A strategy with high SPD will always outperform a strategy with low SPD in terms of total Bitcoin holdings, regardless of where the price goes next. This makes it the only controllable metric for long-term conviction holders.
Validation Behavior¶
Validation (StrategyRunner.validate) runs a backtest and additional gates:
- Forward-leakage probes (masked/perturbed future invariance)
- Weight constraint enforcement (sum/range checks)
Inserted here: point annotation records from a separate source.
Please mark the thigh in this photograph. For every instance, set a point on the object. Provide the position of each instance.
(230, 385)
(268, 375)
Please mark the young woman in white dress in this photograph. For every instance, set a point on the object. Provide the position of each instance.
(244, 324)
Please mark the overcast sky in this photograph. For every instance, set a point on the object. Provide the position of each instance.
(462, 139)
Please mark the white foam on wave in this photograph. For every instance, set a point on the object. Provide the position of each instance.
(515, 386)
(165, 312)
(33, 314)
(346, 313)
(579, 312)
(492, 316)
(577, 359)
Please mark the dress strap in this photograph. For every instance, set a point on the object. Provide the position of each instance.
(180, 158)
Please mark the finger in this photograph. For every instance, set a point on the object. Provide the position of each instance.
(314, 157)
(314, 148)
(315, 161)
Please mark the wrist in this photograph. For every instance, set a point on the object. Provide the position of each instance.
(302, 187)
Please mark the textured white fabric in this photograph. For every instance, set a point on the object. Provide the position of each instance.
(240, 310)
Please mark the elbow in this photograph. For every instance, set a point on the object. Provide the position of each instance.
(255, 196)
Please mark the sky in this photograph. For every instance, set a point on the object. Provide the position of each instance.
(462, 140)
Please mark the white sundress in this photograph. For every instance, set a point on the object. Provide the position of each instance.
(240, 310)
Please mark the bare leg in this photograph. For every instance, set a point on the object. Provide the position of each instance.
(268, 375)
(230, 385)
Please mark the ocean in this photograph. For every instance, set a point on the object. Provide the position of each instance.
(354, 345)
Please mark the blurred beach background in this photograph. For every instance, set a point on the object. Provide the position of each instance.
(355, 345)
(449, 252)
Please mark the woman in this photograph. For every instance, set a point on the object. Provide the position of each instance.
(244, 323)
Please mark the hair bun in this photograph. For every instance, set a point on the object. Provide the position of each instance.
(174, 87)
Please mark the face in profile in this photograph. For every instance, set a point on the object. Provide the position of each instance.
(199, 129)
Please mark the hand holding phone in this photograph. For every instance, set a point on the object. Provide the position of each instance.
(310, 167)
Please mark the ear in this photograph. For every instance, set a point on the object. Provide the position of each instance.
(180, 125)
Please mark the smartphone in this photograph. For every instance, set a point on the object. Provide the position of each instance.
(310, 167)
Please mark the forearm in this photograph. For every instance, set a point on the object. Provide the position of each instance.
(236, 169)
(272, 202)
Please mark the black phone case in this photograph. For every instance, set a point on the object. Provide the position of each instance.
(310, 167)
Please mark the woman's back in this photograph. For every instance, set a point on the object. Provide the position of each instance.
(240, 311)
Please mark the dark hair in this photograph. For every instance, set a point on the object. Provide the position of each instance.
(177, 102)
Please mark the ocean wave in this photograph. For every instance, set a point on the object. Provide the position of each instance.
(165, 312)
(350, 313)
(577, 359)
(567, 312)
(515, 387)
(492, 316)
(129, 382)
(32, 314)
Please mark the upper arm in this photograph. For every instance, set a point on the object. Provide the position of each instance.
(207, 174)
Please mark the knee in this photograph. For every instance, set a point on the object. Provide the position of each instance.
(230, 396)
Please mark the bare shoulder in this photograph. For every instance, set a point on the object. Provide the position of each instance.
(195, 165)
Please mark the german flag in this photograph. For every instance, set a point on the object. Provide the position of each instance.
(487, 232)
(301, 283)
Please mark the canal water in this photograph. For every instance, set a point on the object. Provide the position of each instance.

- Win-rate threshold check (
min_win_rate, default50.0) - Optional strict checks (
strict=True): - determinism
- in-place mutation detection
- boundary-hit saturation diagnostics
- locked-prefix immutability
- fold robustness checks
- shuffled-price null checks
Validation summary output includes the configured threshold (not just the default):
Validation PASSED | No Forward Leakage: True | Weight Constraints: True | Win Rate: 62.40% (>=50.00%: True)
Output Artifacts¶
Backtest CLI (stacksats strategy backtest)¶
Writes run artifacts under:
Includes:
- backtest plots (*.svg)
- metrics.json
- backtest_result.json
Export CLI (stacksats strategy export)¶
Writes run artifacts under:
Includes:
- weights.csv
- timeseries_schema.md
- canonical columns: start_date, end_date, day_index, date, price_usd, weight
- artifacts.json (strategy metadata + file map)
Artifact Previews¶
Example metrics.json (truncated shape):
{
"schema_version": "1.0.0",
"timestamp": "2026-03-27T09:30:00.000000",
"summary_metrics": {
"win_rate": 62.4,
"exp_decay_percentile": 58.1,
"score": 60.25,
"exp_decay_multiple_vs_uniform": 1.043
},
"window_level_data": [
{
"window": "2024-01-01 → 2024-12-31",
"start_date": "2024-01-01T00:00:00",
"dynamic_percentile": 58.7,
"uniform_percentile": 56.1,
"excess_percentile": 2.6
}
]
}
Example weights.csv header + row:
start_date,end_date,day_index,date,price_usd,weight
2025-12-01,2026-11-30,0,2025-12-01,96250.12,0.0027397260
Example backtest_result.json (truncated shape):
{
"schema_version": "1.0.0",
"provenance": {
"strategy_id": "simple-zscore",
"version": "1.0.0",
"config_hash": "abc123",
"run_id": "run-001"
},
"summary_metrics": {
"score": 60.25,
"win_rate": 62.4,
"exp_decay_percentile": 58.1,
"uniform_exp_decay_percentile": 55.8,
"exp_decay_multiple_vs_uniform": 1.041,
"windows": 12
},
"window_level_data": [
{
"window": "2024-01-01 → 2024-12-31",
"dynamic_percentile": 58.7,
"uniform_percentile": 56.1,
"excess_percentile": 2.6
}
]
}
Example artifacts.json (truncated shape):
{
"schema_version": "1.0.0",
"strategy_id": "simple-zscore",
"version": "1.0.0",
"config_hash": "abc123",
"run_id": "run-001",
"output_dir": "/abs/path/output/simple-zscore/1.0.0/run-001",
"files": {
"weights_csv": "weights.csv",
"timeseries_schema_md": "timeseries_schema.md"
}
}
Usage¶
Run a backtest from CLI:
stacksats data fetch
stacksats data prepare
stacksats strategy backtest \
--strategy simple-zscore \
--start-date 2024-01-01 \
--end-date 2024-12-31 \
--output-dir output \
--strategy-label simple-zscore
Run from Python:
from stacksats.strategies.examples import SimpleZScoreStrategy
from stacksats import BacktestConfig, ValidationConfig
strategy = SimpleZScoreStrategy()
validation = strategy.validate(
ValidationConfig(
start_date="2024-01-01",
end_date="2024-12-31",
min_win_rate=50.0,
strict=True,
)
)
print(validation.summary())
result = strategy.backtest(
BacktestConfig(
start_date="2024-01-01",
end_date="2024-12-31",
strategy_label="simple-zscore",
)
)
print(result.summary())
result.plot(output_dir="output")
result.to_json("output/backtest_result.json")
Interpretation Notes¶
- Exact performance numbers vary with date range and refreshed source data.
- Comparing strategies should use the same start/end range and allocation span.
- Strict-mode diagnostics are intended to catch leakage/overfitting patterns that simple win-rate checks can miss.